Yeah its supposed to light up. Probably a burnt bulb.


----------



## hard_charger (Jun 3, 2002)

starforce, 

i have the same problem. the gear indicator light in my car went out a few weeks ago. i've ordered the part (#96942-9B000 -- it includes the bulb and wiring harness) from my local dealer and i plan to fix it myself. according to the haynes repair manual, it shouldn't be all that complicated (section 7B-3). however, if you have already fixed it, i'd appreciate whatever advice you have to offer.


----------



## hard_charger (Jun 3, 2002)

*weird*

mysterious happenings in sentra-land. after fueling up last sunday, i started my car only to find the gear indicator light working again. this after my fiance told it to work seconds before i put the keys in the ignition. huh. it's been working ever since. however, i still plan on taking a closer look at it when the part i ordered comes in.


----------



## BillDawg (Jun 7, 2003)

My gear shifter light has the same exact problem, although it has been lit for months _(knock on wood)_ it used to always intermittently light and not light.

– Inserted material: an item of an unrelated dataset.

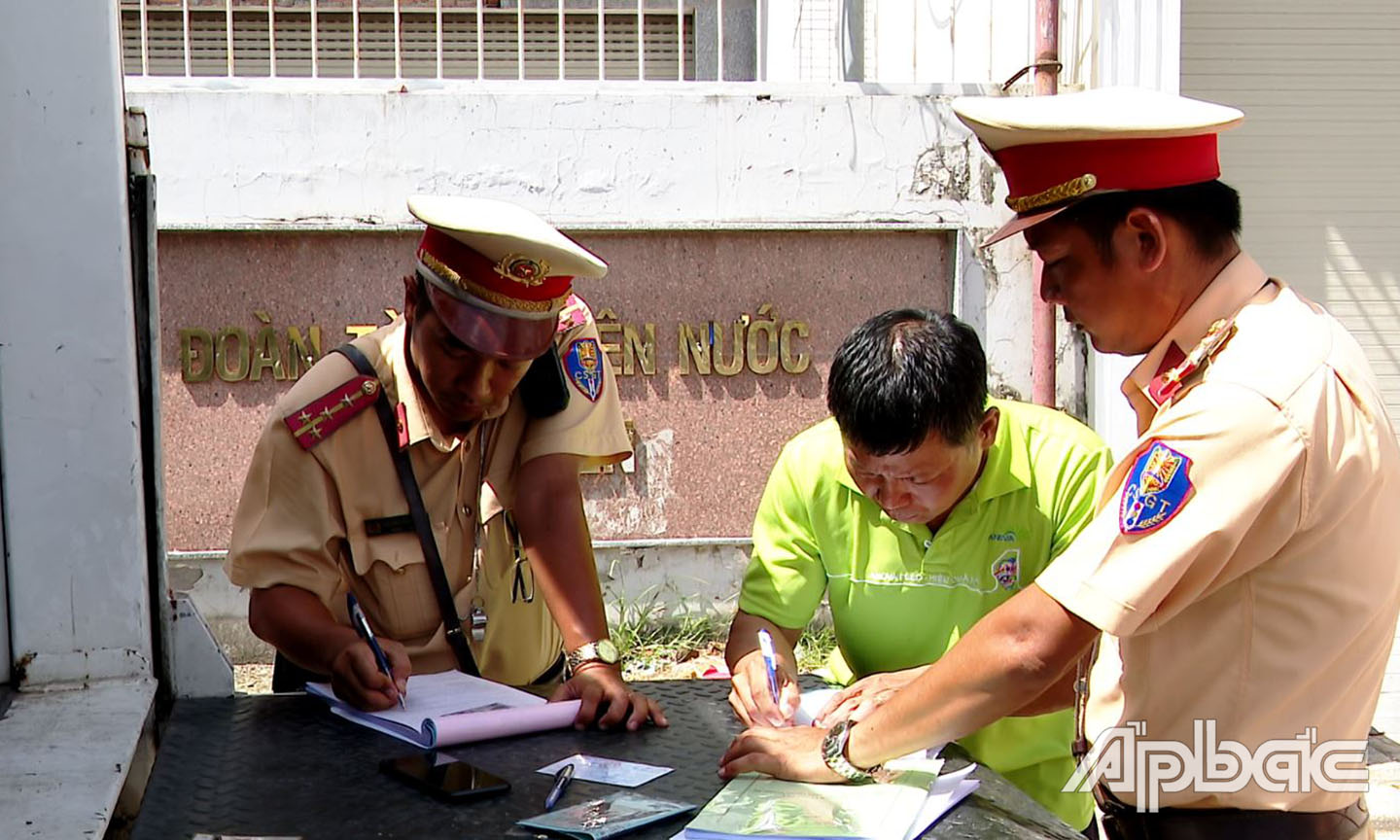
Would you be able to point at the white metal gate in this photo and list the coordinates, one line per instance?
(1314, 164)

My dashboard lights also liked to go out on me (and I'd have to fiddle with the rheostat to get them to light back up), but that problem seems to have ceased also.


----------



## azkicker0027 (May 31, 2002)

it could also be a very sensitive dimmer rheostat, so i'm planning on either making that thumbwheel harder to spin, or just bypass it, or replace it with a newer one.


----------